不待她说完,我忽然猛地坐起来,结果脑门一下子撞到正探头过来看我的田浣的下巴上。

时间好像静止了一秒。

“你,你…”田浣疼得眼泪鼻涕一起流,左手捂着下巴,右手颤抖着伸出一根食指指着我。

我一下子撞傻了,觉得脑子里乱糟糟的,刚清醒过来就看见田浣这样一副好像我刚在她面前杀了她亲爹似的的样子。

“我,我…”我一下子连道歉都忘了,不知道该说什么,一边揉着脑门一边一脸无辜地看着她。

“MD,傻啦!给我抽几张纸啊!”

然后我就连滚带爬地跑下床去给她找抽纸。


我盘着腿乖乖巧巧地坐在地毯上,一双眼睛直勾勾地盯着此刻神情酷似林黛玉的田浣,这个画面特别像一只小狗蹲在主人的脚边,一脸渴望地盯着主人手里的半截火腿肠。

田浣看着镜子里自己被我撞得发红的下巴,眉毛都快狞成麻花了,大概是被我盯得时间有些长了,她终于还是忍不住看向了我。

“别盯着我了,想道歉就去三食堂给我买牛肉饼。”

我从她手里拿过镜子,照了照自己发红的脑门,“道什么歉啊,我又不是故意的,你自己不是也说我对你向来不客气,再说了我脑门也还红着呢,比你更没法见人。”

田浣被我气得快要吐血,“那你盯着我看什么!”

我把镜子扔到一边去,身子向她的方向探了探,开了口,又立刻闭上了,我觉得我需要再好好组织一下语言,让自己的话显得尽量委婉一些,要让她听懂知道自己该回答些什么,又不能让她听出我的本意是什么。

这着实是个难题。

于是我就这样毫无预兆地陷入了沉思。

而田浣则炸了毛。

于是我十分识时务地终止了沉思,跑出了宿舍去三食堂给她买牛肉饼。

🤔🤒

04.

我选修的法语课今天开课。

外语学院离我们的宿舍不算近,我的自行车又被田浣骑走了,所以我只好装着一肚子的对田浣的怨恨提前了十五分钟出门步行去那里上课。

“鹿宁?”

我走在路上时忽然听到身后传来的声音。

略微低哑但很好听的声音。

事实证明我应该谢谢田浣骑走了我的自行车。

因为我在半路上遇到了骑着自行车去外语学院上课的江沅。

其实我自己也不太明白当我一偏头就看见他坐在自行车上,把双手随意地架在车把上,停在我身体的左侧偏头朝我笑时,我心里的那股类似喜悦的情绪来源于何处。

明明才第二次见面而已。

然而当我坐上他的自行车后座上时,胸腔里忽然加速的心跳告诉了我自己内心的想法。

我喜欢上他了。

我喜欢上这个叫做江沅的人了。


江沅是法语系的,我是中文系的,而我恰好选修了法语课,他也选修了外国文学史。

原本八竿子打不着的两个人一下子多了这么多交集,这不是缘分什么是缘分?


所以这堂法语课我就理所当然地和江沅坐在了一起。

法语老师姓宋,是个刚刚从法国留学回来的女博士,二十几岁的样子,我想她大概就是那种从小就在跳级的性格孤僻的天才。

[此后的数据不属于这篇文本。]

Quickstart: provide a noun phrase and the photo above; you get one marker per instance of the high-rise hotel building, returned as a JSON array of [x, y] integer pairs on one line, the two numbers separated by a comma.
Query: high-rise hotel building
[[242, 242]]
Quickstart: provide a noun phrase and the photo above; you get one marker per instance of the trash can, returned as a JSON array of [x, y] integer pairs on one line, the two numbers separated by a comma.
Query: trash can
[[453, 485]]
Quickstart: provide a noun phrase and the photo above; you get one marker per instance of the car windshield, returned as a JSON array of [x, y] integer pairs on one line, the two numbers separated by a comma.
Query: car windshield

然而在听她讲了半节课的留学经历后,看着她仍然没有要开始讲课的样子,我否认了自己一开始的想法。

她是不是天才我不知道,但她的性格的确一点也不孤僻。

“你为什么要选修法语,法语的学分可并不容易修。”我托着腮专注听故事时,江沅忽然偏头看向我。

“因为我很喜欢埃菲尔铁塔,希望以后能有机会亲自去看看,”我不知道是不是错觉,江沅看我的眼神里似乎多了几分赞同和欣赏,“那你学法语是为什么,你想当外交官吗?”

江沅笑了笑,把头扭了回去,微低着头,看着他夹在教材里的一张印着埃菲尔铁塔的书签,道:“我也只是想自己一个人法国旅行而已,”他抬头想了想又接着说“埃菲尔铁塔就像是别在法国胸前的一枚徽章一样,去法国的话一定要去看看埃菲尔铁塔。”说完他又回头朝我笑了笑。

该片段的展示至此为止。